Actor Jamie Bell recently spoke about his disappointment with the superhero film Fantastic Four, which was considered a critical and commercial failure.
Fantastic Four was the third film to feature Marvel's First Family, and a reboot of the previous franchise. Twentieth Century Fox announced the movie in 2009, and as details started rolling in, fan expectations for the film quickly lowered. Many formed a negative opinion with the casting of black actor Michael B. Jordan as the Human Torch, and changes to the source material. When the movie was released in 2015, the film was a box office disaster and was ravaged by critics. Director Josh Trank blamed many of Fantastic Four's problems on Fox, who he claimed interfered heavily in the making of the film.
Jamie Bell, who plays Benjamin Grimm/The Thing in Fantastic Four, recently talked about his thoughts on the movie in an interview with LA Times.
There were several things on that movie I was clearly not privy to because I’m just an actor and I just do my stuff on set. But with something like that, everything starts with the best of intentions. A production begins with the idea to make something that’s unique and original and with integrity. I think the film really strived towards those goals. I don’t know what happened between the launch of the voyage and the arrival. I think we were all bitterly disappointed with that film. But that’s just the way it goes sometimes.
The British actor is not the first cast member to express disappointment with the film.
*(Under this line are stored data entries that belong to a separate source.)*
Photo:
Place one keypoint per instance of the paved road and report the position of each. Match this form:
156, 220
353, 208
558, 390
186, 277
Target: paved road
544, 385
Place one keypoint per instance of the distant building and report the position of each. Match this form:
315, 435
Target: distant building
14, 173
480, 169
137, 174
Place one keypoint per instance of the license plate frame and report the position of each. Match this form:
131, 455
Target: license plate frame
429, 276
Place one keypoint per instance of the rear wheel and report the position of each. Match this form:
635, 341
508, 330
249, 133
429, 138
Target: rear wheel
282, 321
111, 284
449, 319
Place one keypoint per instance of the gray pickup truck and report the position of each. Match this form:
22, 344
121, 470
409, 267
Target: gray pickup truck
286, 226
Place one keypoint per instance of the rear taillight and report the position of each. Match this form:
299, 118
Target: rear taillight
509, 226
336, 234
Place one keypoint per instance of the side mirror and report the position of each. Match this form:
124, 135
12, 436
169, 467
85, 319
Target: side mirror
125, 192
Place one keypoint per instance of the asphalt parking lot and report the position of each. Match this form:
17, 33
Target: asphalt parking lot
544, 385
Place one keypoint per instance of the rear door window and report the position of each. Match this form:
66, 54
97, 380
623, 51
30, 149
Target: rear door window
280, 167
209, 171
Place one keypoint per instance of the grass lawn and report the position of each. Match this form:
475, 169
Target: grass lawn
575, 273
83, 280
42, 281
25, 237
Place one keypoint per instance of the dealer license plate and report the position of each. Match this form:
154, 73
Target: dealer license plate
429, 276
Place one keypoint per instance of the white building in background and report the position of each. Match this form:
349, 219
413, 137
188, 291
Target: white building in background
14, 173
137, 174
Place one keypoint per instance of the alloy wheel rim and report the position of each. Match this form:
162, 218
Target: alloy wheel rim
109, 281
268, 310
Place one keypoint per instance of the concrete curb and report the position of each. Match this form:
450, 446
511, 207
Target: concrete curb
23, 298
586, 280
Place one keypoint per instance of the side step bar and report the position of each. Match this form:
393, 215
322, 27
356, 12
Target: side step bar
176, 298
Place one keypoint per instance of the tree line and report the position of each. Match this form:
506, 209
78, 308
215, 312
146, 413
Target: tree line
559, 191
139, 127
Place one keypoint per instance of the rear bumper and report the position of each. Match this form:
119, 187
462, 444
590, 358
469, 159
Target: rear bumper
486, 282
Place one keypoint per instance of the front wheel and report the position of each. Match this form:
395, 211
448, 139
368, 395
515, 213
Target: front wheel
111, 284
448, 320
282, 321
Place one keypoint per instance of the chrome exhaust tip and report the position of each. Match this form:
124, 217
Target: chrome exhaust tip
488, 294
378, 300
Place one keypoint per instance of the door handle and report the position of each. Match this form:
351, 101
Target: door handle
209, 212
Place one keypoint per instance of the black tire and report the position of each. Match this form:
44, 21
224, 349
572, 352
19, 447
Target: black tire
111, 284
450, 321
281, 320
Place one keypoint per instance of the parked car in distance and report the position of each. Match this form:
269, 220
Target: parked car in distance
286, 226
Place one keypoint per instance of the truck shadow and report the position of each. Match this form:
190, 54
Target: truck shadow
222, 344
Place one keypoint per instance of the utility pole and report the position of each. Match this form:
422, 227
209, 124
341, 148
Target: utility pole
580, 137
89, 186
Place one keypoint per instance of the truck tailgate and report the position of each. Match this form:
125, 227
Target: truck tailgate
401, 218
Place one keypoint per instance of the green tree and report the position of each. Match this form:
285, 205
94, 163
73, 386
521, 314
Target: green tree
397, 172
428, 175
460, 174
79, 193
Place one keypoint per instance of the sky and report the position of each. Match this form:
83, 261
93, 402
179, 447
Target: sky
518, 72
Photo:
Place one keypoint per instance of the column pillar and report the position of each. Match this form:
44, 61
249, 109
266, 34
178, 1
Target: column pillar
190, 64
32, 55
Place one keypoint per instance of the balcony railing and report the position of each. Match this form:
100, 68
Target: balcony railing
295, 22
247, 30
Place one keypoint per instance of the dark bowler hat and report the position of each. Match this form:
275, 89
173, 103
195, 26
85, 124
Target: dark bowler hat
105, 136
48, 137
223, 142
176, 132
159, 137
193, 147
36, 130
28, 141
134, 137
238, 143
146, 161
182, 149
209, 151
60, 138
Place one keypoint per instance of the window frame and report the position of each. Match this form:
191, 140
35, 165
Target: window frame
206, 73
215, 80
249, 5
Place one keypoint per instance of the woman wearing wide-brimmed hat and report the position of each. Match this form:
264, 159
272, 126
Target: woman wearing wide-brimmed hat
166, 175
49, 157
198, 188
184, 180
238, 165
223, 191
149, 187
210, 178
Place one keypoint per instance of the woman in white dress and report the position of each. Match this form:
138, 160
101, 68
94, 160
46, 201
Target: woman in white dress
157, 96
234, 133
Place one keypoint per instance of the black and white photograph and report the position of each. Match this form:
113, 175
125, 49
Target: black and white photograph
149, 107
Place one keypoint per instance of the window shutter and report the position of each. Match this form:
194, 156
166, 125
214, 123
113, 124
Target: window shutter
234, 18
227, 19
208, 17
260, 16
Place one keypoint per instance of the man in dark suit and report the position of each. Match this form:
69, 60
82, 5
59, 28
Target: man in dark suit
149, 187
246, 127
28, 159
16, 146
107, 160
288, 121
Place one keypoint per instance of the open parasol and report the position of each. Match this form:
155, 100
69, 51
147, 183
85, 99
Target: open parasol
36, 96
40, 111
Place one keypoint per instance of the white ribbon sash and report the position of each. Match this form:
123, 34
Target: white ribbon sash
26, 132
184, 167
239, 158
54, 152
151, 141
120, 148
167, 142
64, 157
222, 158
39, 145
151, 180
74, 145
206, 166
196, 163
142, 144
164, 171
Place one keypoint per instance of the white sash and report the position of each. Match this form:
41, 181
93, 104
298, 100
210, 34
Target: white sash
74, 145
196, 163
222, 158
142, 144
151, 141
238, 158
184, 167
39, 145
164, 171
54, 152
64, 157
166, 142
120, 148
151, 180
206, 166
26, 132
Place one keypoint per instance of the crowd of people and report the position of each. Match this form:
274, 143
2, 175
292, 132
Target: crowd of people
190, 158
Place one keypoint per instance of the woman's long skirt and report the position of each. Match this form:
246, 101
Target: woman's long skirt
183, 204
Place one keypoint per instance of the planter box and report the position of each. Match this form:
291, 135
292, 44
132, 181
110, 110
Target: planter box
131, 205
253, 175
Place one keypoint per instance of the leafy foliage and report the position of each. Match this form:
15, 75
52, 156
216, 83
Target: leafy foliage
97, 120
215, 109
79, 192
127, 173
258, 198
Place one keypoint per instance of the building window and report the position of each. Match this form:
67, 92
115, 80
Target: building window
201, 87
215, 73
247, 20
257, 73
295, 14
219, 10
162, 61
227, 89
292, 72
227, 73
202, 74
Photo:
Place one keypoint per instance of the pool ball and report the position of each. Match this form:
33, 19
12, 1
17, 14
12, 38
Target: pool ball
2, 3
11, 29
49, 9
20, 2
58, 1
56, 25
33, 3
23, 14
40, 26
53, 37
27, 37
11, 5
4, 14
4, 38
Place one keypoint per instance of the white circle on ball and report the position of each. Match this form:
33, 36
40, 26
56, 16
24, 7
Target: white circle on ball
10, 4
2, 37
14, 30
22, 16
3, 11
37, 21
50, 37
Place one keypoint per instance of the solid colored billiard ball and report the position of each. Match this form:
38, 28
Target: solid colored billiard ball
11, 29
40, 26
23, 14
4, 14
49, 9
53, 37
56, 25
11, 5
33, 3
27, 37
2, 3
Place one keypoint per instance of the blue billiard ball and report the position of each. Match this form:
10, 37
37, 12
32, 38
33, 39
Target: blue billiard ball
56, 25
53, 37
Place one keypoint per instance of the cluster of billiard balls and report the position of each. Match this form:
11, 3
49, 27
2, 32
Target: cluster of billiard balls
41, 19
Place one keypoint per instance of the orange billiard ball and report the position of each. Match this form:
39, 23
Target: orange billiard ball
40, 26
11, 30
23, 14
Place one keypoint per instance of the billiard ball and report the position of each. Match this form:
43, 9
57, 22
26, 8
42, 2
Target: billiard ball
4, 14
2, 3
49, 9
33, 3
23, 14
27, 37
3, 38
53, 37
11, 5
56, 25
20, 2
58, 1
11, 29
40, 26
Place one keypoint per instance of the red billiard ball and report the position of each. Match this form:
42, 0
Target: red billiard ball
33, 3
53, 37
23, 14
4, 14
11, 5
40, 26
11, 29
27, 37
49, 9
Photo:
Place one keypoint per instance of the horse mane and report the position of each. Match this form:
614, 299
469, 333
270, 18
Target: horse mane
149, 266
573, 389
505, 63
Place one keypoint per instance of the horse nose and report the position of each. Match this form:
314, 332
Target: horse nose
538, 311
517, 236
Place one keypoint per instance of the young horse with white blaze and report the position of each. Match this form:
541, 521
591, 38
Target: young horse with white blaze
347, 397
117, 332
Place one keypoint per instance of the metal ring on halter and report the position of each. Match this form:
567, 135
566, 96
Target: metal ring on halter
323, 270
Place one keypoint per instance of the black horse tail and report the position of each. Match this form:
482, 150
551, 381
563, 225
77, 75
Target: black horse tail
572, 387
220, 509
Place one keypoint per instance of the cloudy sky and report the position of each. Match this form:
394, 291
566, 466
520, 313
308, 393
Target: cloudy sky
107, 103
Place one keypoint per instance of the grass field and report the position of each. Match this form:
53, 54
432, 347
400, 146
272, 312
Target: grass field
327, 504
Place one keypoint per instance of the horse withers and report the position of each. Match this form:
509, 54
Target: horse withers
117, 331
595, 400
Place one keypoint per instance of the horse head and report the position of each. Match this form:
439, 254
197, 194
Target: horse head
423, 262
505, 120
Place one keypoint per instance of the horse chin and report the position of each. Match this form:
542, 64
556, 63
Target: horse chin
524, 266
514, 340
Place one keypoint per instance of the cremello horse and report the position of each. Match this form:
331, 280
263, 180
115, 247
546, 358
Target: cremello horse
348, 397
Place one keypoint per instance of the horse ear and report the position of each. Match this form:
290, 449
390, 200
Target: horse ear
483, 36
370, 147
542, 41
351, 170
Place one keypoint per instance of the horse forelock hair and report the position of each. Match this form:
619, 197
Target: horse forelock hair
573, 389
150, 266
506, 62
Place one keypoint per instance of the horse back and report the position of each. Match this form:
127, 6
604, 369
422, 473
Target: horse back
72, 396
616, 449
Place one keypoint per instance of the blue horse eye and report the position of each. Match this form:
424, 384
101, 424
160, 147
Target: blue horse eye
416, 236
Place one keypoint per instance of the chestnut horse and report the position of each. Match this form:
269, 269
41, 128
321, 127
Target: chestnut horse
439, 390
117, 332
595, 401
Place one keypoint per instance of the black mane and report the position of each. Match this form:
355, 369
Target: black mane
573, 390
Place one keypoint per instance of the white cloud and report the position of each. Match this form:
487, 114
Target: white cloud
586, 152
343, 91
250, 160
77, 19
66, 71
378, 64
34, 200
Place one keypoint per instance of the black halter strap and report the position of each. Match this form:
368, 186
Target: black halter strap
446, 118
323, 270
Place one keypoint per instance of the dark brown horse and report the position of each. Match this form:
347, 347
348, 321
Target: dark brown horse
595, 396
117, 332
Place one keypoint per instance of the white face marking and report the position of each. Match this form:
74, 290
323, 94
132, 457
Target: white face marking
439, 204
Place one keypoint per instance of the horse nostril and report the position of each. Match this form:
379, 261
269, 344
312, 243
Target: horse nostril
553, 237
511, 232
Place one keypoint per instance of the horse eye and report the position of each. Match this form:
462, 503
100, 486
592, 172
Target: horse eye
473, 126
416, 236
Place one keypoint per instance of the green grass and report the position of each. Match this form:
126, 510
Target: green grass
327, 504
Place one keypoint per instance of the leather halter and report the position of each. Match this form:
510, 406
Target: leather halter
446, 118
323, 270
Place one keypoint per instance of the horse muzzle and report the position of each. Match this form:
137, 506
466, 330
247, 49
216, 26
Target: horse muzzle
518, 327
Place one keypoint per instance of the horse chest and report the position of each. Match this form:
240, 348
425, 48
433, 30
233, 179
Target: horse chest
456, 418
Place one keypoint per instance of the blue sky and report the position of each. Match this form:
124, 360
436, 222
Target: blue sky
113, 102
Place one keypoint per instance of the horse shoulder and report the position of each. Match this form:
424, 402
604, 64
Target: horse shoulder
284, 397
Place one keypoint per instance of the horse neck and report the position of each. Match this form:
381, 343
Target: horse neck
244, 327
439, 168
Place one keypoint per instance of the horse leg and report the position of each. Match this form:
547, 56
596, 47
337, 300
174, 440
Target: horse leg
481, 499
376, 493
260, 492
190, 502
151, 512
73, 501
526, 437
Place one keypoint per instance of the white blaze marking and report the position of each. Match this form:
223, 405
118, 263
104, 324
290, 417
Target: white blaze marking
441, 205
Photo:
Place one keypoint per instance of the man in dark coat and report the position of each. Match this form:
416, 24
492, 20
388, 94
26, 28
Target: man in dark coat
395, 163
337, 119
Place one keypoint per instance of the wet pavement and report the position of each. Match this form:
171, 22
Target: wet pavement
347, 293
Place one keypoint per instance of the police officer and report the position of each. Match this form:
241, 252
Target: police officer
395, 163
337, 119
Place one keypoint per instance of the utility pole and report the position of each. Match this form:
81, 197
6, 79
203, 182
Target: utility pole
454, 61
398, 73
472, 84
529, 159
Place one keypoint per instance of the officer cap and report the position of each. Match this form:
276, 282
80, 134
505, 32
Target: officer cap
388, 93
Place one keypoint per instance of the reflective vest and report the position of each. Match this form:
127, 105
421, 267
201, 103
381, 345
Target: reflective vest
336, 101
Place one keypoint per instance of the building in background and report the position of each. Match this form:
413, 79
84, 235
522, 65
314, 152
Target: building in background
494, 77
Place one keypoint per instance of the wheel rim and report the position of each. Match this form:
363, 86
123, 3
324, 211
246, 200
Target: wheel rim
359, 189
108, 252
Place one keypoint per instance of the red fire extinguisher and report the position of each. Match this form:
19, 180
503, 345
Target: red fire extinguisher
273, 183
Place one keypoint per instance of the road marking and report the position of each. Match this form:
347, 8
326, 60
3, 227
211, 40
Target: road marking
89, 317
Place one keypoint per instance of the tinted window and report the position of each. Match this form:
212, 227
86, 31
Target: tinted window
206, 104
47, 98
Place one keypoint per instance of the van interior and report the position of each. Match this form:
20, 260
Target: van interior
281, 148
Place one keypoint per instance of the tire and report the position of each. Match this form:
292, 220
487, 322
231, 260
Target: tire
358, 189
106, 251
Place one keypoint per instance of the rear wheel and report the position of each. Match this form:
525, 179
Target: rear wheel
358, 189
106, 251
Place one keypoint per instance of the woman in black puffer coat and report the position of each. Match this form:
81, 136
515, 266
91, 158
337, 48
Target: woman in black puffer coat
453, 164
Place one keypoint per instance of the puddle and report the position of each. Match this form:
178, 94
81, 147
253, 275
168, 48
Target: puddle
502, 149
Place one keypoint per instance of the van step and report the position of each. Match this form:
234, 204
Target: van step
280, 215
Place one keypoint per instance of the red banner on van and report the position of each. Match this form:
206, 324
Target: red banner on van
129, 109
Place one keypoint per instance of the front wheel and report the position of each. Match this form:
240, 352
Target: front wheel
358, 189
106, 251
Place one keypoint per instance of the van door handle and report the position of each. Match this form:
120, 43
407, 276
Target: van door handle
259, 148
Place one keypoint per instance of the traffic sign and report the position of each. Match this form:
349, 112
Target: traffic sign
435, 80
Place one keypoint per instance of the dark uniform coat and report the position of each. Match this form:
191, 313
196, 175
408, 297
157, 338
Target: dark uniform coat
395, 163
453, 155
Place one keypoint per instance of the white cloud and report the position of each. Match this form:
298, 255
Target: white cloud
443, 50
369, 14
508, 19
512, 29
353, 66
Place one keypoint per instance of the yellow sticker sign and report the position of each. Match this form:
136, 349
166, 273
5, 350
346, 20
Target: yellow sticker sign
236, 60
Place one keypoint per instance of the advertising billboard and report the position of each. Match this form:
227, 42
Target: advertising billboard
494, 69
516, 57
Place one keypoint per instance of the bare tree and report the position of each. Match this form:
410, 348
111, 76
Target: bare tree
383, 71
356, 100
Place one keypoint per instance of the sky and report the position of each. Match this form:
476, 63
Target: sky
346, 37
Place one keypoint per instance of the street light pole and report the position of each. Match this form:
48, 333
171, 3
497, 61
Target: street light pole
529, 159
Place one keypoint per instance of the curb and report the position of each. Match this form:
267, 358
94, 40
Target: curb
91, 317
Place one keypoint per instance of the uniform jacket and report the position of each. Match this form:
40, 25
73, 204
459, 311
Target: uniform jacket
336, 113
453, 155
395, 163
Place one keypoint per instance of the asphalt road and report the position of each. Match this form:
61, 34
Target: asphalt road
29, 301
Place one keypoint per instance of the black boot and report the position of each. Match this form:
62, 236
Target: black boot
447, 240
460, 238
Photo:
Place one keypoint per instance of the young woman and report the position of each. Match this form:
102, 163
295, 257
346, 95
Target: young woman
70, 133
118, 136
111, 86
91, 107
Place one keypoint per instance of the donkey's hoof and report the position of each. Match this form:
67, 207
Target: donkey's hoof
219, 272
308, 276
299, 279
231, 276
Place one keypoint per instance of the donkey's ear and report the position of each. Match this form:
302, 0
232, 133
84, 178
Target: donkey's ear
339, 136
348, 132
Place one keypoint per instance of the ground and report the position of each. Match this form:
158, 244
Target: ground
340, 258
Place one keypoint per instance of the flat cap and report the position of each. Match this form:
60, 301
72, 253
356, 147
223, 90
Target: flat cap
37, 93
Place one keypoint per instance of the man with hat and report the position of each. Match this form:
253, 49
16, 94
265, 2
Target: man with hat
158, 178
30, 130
Kate Mara, who plays Invisible Woman, has claimed that she has yet to see the movie due to poor reviews. Toby Kebbell, the actor who plays Doctor Doom, has stated that Trank's cut of the Fantastic Four film was much better than the theatrical version, though fans will never get to see it.
All of these comments go back to Trank's criticism of Fox and their handling of the movie. Trank said on Twitter that he had a "fantastic vision" for Fantastic Four that would have received great reviews had it made it to the screen. It's been reported that Fox drove Trank to "the breaking point" with changes to the budget, long delays for script and casting approvals, and other last-minute changes.
Others have put the blame on Trank for being extremely difficult to work with. However, Bell's comments seem to indicate that the movie's many shortcomings had more do with events that took place in post-production than anything else.